Top strategies for combatting financial services fraud

Fundamentally, customers need continual education about good password hygiene. In addition to requiring strong passwords and multifactor authentication, encourage them to use a password manager on financial sites. And send them regular tips on how to avoid phishing scams.

Internally, be fastidious about controls to prevent malicious access to customer data. Emphasize repeatedly that agents should never take data privacy shortcuts while trying to be helpful to customers.

Beyond that, financial services firms should employ continuous monitoring that uses machine learning to understand the behaviors of customers when they’re interacting with mobile and online banking. Layering this into your cybersecurity strategy allows for constant risk assessment so you can make real-time decisions when anomalies are detected. It also decreases the need for excessive user authentication, so customers experience less friction. One survey found the lowest incidence of fraud among financial institutions that had adopted artificial intelligence and machine learning.

Head off mobile banking fraud by strengthening authentication requirements with biometric authentication or key fobs—small, programmable devices similar to what you would use for keyless car entry—in addition to passwords or PINs.
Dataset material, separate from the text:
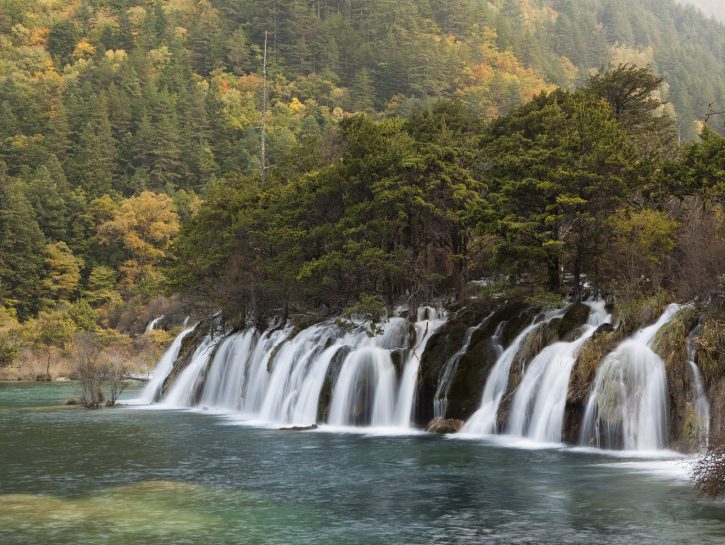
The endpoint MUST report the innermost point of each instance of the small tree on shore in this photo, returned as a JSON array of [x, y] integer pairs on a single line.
[[90, 373]]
Consider using mobile app shielding to thwart attempts to reverse-engineer your app for malicious purposes.

Create a culture of integrity and transparency. Strive to keep morale high with a supportive workplace and equitable hiring and promotion processes.

Provide mandatory fraud awareness training, making sure employees and contractors know the signs and consequences of fraud.
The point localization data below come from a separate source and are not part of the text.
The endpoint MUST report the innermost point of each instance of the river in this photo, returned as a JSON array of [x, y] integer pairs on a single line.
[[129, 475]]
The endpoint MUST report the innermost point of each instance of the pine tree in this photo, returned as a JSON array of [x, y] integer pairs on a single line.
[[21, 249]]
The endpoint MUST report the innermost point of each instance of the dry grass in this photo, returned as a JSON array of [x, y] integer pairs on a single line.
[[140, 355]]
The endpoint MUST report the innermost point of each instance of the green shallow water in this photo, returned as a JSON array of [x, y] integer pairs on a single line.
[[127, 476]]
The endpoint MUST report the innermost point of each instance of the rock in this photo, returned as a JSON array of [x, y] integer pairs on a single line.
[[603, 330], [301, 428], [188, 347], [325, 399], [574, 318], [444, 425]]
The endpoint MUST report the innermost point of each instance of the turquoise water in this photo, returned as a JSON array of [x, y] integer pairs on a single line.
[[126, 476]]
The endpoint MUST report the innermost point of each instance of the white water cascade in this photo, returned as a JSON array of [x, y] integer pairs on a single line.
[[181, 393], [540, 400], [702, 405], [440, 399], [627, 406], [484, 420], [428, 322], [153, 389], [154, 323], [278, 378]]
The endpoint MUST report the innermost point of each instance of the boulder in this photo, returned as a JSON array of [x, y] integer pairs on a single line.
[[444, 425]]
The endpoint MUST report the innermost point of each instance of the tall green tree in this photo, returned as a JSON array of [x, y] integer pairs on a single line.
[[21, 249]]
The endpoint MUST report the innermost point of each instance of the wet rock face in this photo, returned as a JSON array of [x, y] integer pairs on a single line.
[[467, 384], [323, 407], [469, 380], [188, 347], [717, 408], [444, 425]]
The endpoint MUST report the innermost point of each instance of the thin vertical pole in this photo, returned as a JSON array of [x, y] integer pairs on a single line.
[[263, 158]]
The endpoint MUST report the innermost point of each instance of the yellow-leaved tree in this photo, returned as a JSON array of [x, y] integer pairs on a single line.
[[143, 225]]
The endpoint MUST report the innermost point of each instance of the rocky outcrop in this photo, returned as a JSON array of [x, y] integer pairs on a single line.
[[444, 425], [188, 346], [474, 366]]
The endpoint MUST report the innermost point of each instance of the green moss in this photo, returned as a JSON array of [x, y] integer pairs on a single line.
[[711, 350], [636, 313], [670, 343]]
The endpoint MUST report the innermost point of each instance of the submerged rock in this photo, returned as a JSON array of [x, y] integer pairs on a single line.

Scrupulously use proper internal controls, such as dual controls, computer access controls, and regular audits.

Be alert to suspicious behavior, such as an employee never taking vacations, never accepting help with work, and showing up for work when others aren’t there. It’s best to have some visibility into all employees’ work practices.

Invest in technology that can alert you to potential problems through behavioral analytics and real-time transaction analysis.

Remind customers repeatedly to be suspicious of text, calls, or emails claiming to be from a financial institution that seeks their passwords or other personal information. Keep your messaging fresh so customers don’t begin to tune it out.

Require employees to go through regular social engineering detection training, as well, and check their knowledge with fake social engineering attempts. Insist that they always follow required customer identification procedures and question anything that doesn’t seem right.

If you detect a scam, alert all your staff, and update your training regularly with information about new methods that scammers are using. If customers are defrauded, get as many details as you can about the incident to help you deter future attempts.

Consider investing in technologies based on behavioral biometrics that can detect suspicious patterns like aimless mouse movements, segmented keystrokes, and hesitation—behaviors that may indicate a fraudulent actor.